Why Would the Court Order Joint Physical Custody?
Courts will always award custody based on what they believe to be in the best interest of the child. If the court decides that joint physical custody is in the best interest of your child, then they may order joint physical custody.
How Do I Know if Joint Physical Custody is Best for Our Family?
If you are going through the courts to decide the custody of your child, you may have many people trying to tell you what is best for your child. Because of this, it’s vitally important that you really take time and think through what you know about your child so you can make a decision based on their needs instead of what you want.
Child custody isn’t about convenience, it’s about what custody agreement will be in the best interest of your child. If your child is happy living in two homes, then joint physical custody may be your solution.
However, if your child becomes nervous and/or anxious when it comes time to travel back and forth, then it may be better for them if you choose one home as their primary residence while still sharing a 50/50 child parenting time schedule.
Some of the other custody arrangements to consider include:
- Sole Legal Custody: This means that just one parent is responsible for making any decisions about your child’s life.
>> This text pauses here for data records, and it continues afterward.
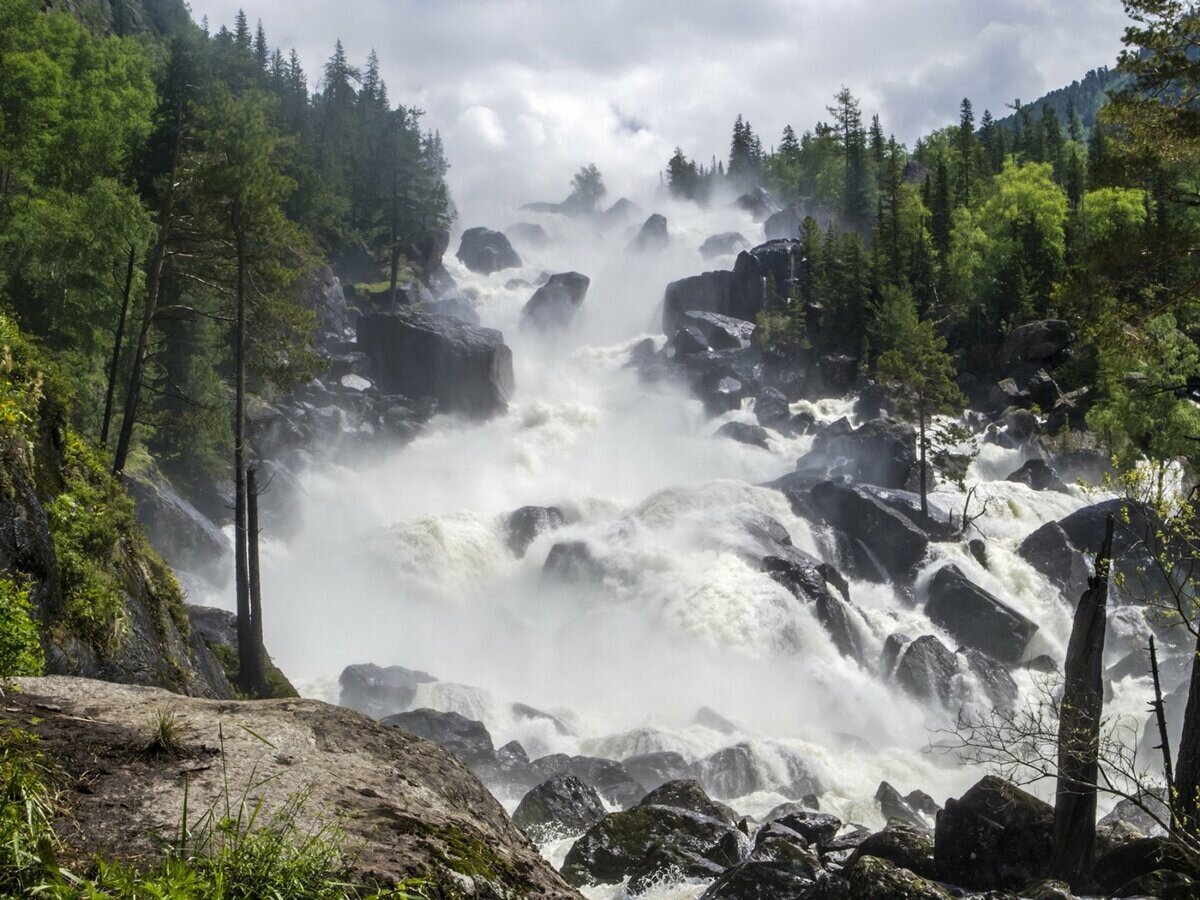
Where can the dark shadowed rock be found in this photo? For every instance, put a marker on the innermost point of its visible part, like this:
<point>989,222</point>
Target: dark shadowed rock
<point>485,251</point>
<point>688,795</point>
<point>745,433</point>
<point>977,618</point>
<point>655,769</point>
<point>528,522</point>
<point>721,333</point>
<point>381,691</point>
<point>468,370</point>
<point>559,807</point>
<point>653,235</point>
<point>1039,475</point>
<point>555,305</point>
<point>609,778</point>
<point>618,845</point>
<point>466,738</point>
<point>994,838</point>
<point>721,245</point>
<point>1036,342</point>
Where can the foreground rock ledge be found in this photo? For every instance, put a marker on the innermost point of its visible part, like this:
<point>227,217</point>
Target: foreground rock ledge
<point>409,807</point>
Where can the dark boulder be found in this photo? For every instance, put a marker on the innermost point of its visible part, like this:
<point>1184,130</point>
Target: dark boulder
<point>561,807</point>
<point>381,691</point>
<point>721,333</point>
<point>653,235</point>
<point>901,844</point>
<point>976,618</point>
<point>721,245</point>
<point>996,837</point>
<point>888,535</point>
<point>618,845</point>
<point>555,305</point>
<point>880,453</point>
<point>528,522</point>
<point>1039,475</point>
<point>466,738</point>
<point>467,369</point>
<point>609,778</point>
<point>688,795</point>
<point>1036,342</point>
<point>657,768</point>
<point>485,251</point>
<point>709,292</point>
<point>745,433</point>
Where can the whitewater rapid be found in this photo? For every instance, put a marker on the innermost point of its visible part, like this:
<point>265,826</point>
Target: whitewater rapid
<point>402,558</point>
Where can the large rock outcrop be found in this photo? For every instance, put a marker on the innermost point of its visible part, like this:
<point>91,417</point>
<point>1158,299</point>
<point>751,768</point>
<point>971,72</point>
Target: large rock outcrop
<point>467,369</point>
<point>406,807</point>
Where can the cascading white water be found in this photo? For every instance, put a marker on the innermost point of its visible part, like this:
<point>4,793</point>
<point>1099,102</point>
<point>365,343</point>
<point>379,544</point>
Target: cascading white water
<point>403,559</point>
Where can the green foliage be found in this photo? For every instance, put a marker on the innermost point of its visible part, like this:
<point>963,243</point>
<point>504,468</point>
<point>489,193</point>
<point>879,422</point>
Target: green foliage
<point>21,648</point>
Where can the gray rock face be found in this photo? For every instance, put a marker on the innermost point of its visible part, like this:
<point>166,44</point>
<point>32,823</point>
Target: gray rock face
<point>467,369</point>
<point>381,691</point>
<point>528,522</point>
<point>976,618</point>
<point>653,237</point>
<point>553,306</point>
<point>466,738</point>
<point>721,245</point>
<point>561,807</point>
<point>185,537</point>
<point>485,251</point>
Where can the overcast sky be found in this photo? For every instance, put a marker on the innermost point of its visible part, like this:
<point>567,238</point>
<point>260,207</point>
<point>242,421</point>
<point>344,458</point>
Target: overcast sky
<point>525,91</point>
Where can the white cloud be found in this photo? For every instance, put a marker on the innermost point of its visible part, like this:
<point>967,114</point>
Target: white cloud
<point>525,91</point>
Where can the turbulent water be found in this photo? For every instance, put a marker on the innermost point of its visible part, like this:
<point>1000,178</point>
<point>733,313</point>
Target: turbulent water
<point>403,559</point>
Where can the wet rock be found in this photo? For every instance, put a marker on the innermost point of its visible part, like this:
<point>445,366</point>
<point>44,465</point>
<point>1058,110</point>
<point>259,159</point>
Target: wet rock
<point>655,769</point>
<point>619,845</point>
<point>653,235</point>
<point>1036,342</point>
<point>381,691</point>
<point>553,306</point>
<point>1137,858</point>
<point>904,845</point>
<point>485,251</point>
<point>1039,475</point>
<point>720,245</point>
<point>466,738</point>
<point>688,795</point>
<point>467,369</point>
<point>573,562</point>
<point>559,807</point>
<point>609,778</point>
<point>721,333</point>
<point>745,433</point>
<point>887,535</point>
<point>871,879</point>
<point>994,838</point>
<point>755,880</point>
<point>977,618</point>
<point>877,453</point>
<point>528,522</point>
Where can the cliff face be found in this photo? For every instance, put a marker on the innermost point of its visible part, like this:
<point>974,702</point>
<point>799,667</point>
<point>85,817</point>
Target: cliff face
<point>407,808</point>
<point>106,604</point>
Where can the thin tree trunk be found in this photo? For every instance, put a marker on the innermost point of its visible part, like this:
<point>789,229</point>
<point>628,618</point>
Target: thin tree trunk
<point>114,365</point>
<point>154,281</point>
<point>258,671</point>
<point>241,575</point>
<point>1079,730</point>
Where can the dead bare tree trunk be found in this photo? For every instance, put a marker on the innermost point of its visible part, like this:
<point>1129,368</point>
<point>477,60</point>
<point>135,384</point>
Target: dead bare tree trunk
<point>258,655</point>
<point>1079,730</point>
<point>118,345</point>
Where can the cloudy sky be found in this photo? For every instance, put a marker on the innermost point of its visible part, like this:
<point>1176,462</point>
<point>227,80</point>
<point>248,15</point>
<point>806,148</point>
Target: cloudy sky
<point>525,91</point>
- Physical Custody: Physical custody refers to where your child lives on a regular basis.
- Sole Physical Custody: This doesn’t mean your ex-spouse will be banned from seeing their child. It just means that you or the other parent will be the primary guardian. Visitation is arranged so the non-custodial parent has time with their child on a regular basis.
How Can My Ex-Spouse and I Make Joint Physical Custody Work?
If you and your ex-spouse live close together, it makes joint physical custody a lot easier on both you and your child. If you and your ex-spouse live far apart, the situation can be tough because you and your ex-spouse will spend more time traveling to do the custody exchanges, or you will have to have a joint custody arrangement that allows your child to spend a longer amount of time with each other.
Additionally, having big breaks away from your child can cause you to feel depressed and your child may forget routines and habits they had when they are visiting the other parent.
How Can My Ex-Spouse and I Make a Joint Custody Plan?
It’s important that both you and your ex-spouse communicate with each other about your individual wants and needs. Once you understand where your ex-spouse is coming from, you can develop a plan that works for you, your ex-spouse, and your child.
A few of the things each of you need to consider are listed below. They include:
- Distance between your house and your ex-spouse’s house
- Distance from both of your homes to your child’s school
- Both of your work schedules
- Your other obligations
- How unexpected matters that arise will be handled
- Who will take care of your child if school is canceled
- Activities your child participates in regularly
You can choose from many shared custody schedules from one week to one week off, etc. It could also be beneficial for you and your ex-spouse to have a trial period for each custody plan you’re considering, to see what one works best for all of you before you finalize things with the court or select to modify your child custody arrangement.
You and your ex-spouse should consider a joint custody arrangement, as well as the advantages of that parenting plan as you both make decisions that will affect your family. If you and your ex-spouse can come to an agreement that makes sense and works for you and your child, then you may be able to avoid expensive court action or contentious litigation that can make your divorce and child custody arrangements difficult. For the best information, you should consult a family law attorney in your state who specializes in child custody matters.